MUHAMMED LEVENT BÜLBÜL (Sakarya) - Bizim bu noktada tahammülsüzlüğümüz Kürtçe konuşulmasını bırakın, hitap edilse dahi Kürtçe konuşulmasına değildir, bizim buradaki rahatsızlığımız bu kadar rahat, efendime söyleyeyim, bu kadar gevşek bir şekilde, sorumlu olmayan bir ağızla kürsüden bu şekilde cevap verilmesine, bu şekilde mukabele edilmiş olmasınadır.
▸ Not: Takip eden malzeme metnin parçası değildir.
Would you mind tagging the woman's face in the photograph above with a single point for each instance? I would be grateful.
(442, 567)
Bu, son derece can sıkıcı bir durum olmuştur.
Ayrıca, konuşmanın içerisinde tehdit içeren, sanki devlete, sanki Türkiye'ye efeleniyormuş gibi hissettirecek birçok beyanın da burada yer almış olmasının Genel Kurulu gerdiği kanaatindeyiz. Nihayetinde biz şunu söyledik, benim arkasından söylediğim şey şuydu... Benim HDP Grubuna dönerek, HDP'lileri ifade ederek söylediğim bir söz yok; bu şekilde, bu tarzda Türkiye'yi tehdit eden, Türkiye'ye zorla bir şeyler yaptırmak isteyenler varsa buna müsaade edilmeyeceğini, bunun olamayacağını ifade ettim ben.
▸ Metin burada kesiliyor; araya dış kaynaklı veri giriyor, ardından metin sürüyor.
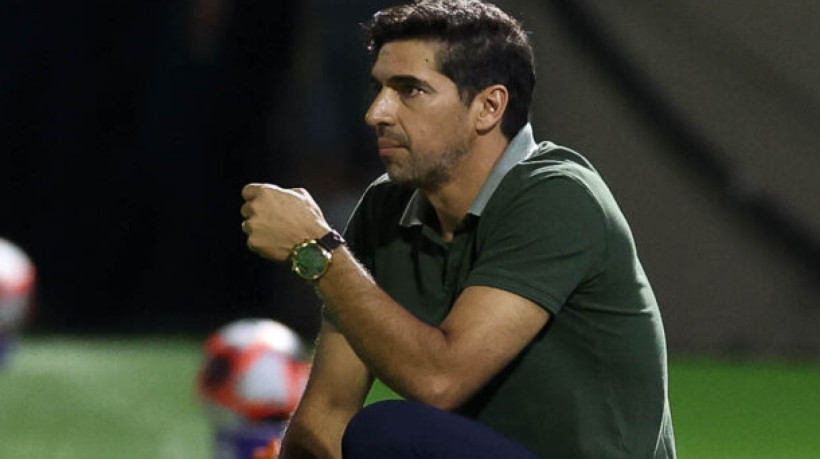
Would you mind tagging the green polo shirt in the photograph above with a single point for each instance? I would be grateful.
(593, 383)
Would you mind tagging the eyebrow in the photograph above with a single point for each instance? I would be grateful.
(402, 80)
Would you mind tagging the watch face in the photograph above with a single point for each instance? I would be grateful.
(310, 260)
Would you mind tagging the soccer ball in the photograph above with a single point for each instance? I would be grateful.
(255, 368)
(17, 276)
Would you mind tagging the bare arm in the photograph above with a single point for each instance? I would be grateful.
(336, 390)
(442, 366)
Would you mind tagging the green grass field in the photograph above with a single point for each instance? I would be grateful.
(64, 398)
(Mikrofon otomatik cihaz tarafından kapatıldı)
BAŞKAN - Tamamlayınız.
MUHAMMED LEVENT BÜLBÜL (Sakarya) - Türkiye'ye gayrihukuki yollardan tehdit ve zorlamayla bir şey yaptırmaya kalktığınız zaman bunun yolu ancak hukuk dışı faaliyetlerden geçer. Hukuk dışı faaliyetlerin sonunun da ne olduğunu ve bunun teröre vardırıldığı zaman da bunun sonunun ne olduğunu biz, bütün kamuoyu, herkes bilmektedir. Benim ifade ettiğim, altını çizdiğim husus budur. Bunu da saygılarımla ifade etmek istiyorum.